Forme organiche: un interesse particolare rivestono per Kupka i processi biologici (Conte de pistils et d’étamines, 1919-’20), come ampiamente documentò l’importante personale del 1924 alla Galerie La Boétie, la stessa in cui si era tenuta La section d’or. Questa parte della sua produzione, impregnata di memorie «ornamentali» mitteleuropee, è stata letta negli anni cinquanta, forzatamente, come un anticipo sull’informel. Sembra piuttosto esprimere il registro sauvage ben presente nella personalità di Kupka, e assolvere, in questo senso, una funzione di ‘scarico’ a fronte della tensione ‘intellettuale’ che comportava il lavoro di astrazione geometrica.
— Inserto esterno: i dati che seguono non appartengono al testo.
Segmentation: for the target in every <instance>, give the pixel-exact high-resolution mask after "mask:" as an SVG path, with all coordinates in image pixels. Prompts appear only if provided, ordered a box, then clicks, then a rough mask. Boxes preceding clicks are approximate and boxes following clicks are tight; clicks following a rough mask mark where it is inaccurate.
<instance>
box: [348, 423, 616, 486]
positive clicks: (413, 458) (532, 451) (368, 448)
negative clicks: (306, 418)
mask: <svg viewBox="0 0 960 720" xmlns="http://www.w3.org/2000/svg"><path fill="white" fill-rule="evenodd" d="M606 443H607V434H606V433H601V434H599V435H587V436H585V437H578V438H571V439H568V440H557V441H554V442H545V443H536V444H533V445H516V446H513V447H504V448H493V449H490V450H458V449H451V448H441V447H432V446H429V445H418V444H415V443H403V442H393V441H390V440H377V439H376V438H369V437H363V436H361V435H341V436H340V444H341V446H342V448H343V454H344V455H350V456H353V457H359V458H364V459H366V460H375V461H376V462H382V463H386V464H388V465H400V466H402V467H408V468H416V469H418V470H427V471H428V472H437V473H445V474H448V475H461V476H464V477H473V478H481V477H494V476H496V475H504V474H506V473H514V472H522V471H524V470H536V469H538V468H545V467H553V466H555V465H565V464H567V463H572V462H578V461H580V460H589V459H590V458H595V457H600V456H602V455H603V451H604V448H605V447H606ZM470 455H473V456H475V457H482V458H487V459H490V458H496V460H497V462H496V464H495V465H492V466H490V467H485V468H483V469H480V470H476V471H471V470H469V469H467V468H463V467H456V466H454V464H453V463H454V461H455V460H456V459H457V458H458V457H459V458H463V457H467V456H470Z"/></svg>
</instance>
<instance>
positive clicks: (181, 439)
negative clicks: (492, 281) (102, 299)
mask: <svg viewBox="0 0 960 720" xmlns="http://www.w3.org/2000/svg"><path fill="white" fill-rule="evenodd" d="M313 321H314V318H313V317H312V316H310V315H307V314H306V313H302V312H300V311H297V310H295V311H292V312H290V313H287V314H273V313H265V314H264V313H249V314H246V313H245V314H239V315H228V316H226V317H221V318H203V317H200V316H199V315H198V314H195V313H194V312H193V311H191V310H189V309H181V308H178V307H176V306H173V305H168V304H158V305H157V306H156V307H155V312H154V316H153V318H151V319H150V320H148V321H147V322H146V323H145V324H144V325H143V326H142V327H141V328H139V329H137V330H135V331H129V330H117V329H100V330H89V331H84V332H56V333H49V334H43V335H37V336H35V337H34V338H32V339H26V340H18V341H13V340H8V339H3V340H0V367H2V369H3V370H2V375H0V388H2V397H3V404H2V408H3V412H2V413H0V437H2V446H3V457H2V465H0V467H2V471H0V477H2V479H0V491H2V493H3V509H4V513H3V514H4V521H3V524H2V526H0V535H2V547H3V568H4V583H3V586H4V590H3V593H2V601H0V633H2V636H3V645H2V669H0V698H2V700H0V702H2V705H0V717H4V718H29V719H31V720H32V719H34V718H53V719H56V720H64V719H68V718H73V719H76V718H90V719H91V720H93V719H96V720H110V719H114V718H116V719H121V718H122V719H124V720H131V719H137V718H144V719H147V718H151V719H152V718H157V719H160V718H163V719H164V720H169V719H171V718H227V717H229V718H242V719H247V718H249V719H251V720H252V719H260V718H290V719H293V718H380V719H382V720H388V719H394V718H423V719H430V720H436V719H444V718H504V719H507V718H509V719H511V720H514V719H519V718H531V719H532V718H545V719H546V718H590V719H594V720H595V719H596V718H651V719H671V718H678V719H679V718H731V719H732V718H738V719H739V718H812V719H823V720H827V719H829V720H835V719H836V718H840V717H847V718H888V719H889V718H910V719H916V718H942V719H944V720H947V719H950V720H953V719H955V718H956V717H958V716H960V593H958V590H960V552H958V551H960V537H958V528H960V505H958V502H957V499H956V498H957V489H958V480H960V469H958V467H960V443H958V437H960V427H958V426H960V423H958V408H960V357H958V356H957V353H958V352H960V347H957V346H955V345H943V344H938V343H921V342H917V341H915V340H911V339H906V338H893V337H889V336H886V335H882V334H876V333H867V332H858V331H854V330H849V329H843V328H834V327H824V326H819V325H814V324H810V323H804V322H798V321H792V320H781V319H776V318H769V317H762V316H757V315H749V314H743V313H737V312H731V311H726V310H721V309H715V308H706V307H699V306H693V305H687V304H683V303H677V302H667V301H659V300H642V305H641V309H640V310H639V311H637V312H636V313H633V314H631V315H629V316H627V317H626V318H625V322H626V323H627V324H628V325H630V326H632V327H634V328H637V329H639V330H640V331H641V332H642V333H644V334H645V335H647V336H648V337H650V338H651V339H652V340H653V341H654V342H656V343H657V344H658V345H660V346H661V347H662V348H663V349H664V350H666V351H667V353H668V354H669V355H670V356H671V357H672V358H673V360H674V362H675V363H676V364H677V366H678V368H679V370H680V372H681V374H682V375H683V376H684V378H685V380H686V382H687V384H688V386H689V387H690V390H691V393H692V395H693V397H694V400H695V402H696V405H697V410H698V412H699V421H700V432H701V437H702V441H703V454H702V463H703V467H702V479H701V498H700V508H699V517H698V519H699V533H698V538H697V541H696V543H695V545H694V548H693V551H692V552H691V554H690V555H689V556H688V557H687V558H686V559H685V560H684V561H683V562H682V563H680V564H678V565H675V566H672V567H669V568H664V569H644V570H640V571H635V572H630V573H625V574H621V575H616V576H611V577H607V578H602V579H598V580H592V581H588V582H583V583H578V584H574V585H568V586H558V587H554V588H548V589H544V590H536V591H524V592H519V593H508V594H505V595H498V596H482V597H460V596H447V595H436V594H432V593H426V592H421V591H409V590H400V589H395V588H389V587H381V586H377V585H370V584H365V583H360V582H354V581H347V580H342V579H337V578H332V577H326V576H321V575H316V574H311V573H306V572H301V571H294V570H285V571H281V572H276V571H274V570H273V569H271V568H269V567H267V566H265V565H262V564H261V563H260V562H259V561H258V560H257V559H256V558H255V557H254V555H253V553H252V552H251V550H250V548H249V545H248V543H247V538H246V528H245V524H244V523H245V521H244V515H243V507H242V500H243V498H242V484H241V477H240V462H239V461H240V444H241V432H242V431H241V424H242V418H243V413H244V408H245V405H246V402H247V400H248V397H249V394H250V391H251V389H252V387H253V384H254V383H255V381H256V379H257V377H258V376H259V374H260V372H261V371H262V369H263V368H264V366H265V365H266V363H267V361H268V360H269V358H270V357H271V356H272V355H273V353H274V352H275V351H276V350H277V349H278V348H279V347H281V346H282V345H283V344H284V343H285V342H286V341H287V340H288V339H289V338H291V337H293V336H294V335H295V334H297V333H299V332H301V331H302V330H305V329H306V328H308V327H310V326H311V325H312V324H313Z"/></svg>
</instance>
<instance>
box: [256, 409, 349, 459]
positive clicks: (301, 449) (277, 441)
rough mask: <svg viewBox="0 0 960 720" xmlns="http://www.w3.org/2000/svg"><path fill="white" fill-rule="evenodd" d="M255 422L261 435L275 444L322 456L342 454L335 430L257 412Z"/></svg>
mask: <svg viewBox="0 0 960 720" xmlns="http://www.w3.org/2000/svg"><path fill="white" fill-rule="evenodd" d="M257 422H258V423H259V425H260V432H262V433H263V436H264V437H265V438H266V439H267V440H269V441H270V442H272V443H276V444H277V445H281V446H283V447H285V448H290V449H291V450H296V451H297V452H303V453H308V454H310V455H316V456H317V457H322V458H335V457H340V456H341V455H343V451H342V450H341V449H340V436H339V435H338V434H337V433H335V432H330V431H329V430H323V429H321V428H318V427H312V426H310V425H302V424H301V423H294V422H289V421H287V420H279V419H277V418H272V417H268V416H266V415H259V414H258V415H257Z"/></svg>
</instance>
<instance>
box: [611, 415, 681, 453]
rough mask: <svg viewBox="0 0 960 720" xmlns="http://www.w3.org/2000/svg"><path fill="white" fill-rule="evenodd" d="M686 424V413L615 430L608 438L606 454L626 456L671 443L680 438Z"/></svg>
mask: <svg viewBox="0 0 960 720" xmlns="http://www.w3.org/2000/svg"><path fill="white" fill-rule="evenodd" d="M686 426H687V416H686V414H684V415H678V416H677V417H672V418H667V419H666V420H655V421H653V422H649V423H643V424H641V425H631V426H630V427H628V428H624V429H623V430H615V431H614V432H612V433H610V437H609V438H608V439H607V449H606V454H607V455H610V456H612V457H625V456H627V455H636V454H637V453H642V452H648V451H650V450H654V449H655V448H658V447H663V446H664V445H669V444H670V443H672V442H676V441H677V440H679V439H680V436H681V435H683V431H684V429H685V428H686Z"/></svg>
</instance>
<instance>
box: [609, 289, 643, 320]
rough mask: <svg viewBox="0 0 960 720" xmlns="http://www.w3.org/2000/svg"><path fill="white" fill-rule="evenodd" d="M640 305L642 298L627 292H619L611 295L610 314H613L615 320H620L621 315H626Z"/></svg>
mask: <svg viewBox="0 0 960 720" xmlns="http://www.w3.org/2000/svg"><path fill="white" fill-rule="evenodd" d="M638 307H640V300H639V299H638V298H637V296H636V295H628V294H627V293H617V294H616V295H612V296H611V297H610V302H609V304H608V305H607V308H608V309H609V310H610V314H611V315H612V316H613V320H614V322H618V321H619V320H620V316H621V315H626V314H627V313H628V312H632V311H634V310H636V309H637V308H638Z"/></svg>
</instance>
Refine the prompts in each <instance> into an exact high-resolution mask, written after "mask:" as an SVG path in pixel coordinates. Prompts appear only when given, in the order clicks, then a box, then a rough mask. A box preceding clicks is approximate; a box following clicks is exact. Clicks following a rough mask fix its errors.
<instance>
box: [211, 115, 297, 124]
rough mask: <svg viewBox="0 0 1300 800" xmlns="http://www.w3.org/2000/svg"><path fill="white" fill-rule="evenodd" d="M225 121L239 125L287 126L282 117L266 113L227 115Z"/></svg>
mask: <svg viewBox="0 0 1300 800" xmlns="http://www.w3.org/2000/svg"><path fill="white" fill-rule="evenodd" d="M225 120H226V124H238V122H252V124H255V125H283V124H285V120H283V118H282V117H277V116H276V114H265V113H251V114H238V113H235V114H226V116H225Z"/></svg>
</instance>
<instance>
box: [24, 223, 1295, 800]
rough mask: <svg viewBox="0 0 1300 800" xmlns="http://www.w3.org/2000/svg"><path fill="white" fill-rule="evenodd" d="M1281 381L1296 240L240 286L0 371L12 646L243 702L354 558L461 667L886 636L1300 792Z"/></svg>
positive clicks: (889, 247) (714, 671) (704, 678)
Kandinsky troppo romantico, Mondrian e Malevic troppo «cubisti», Kupka contempera nell’astrazione, con luccicante equilibrio, i moti soggettivi e la necessità assoluta di ordinare le forme. Posizione cruciale nel canone novecentesco, ma – vedi il saggio Orphisme di Virginia Spate, 1979 – soprattutto in relazione al tratto 1910-’14, quando Kupka giunge a realizzare senza scarti l’idea baudelairiana di pittura-musica, con le sue «fughe cromatiche», i colori chiamati a squarciare, diremmo, il silenzio degli spazi cosmici; meno quando, via via a seguire, sviluppa quel modo un po’ troppo seriale di organizzare i pensieri geometrici, secondo categorie (il macchinismo) o emergenze stagionali, come l’adesione nel 1931 al gruppo Abstraction-Création, di cui fu uno dei fondatori. Qui il suo contributo, pur sublime per nudità di ortogonali e diagonali, diviene meno personale e troppo neoplastico: Kupka, ricordiamolo, era stato amico di Theo Van Doesburg, che nel 1926 aveva pubblicato in «De Stijl» i suoi Plans verticaux III.
La sorgività della stagione orfica è magistralmente presentata nel cuore della mostra. Dopo un’energica fase fauve, ecco, cerniera cruciale, il Grand nu. Plans par couleurs, 1909-’10: Kupka spiega come la posa – statica, monumentale, solenne – possa essere dinamizzata dalla simultaneità dei colori-luce: è in anticipo sui futuristi e sul Nu di Duchamp, scrive in catalogo Brigitte Leal, che sottolinea il rapporto con la radiografia e la cronofotografia. I piani già vibrano e, subito dopo, ecco i due Amorpha: la percezione è sinestetica. Quanto a ‘sonorità’, e ad autonomia di linguaggio, l’artista più prossimo a Kupka in questo momento è Francis Picabia, le cui danze di colori, sebbene più accusate plasticamente, si rivelano altrettanto libere dal pregiudizio cubista. Poi la strada si divarica: Picabia fuoriesce giocoso nella vita, Kupka si barrica eremitico nella forma.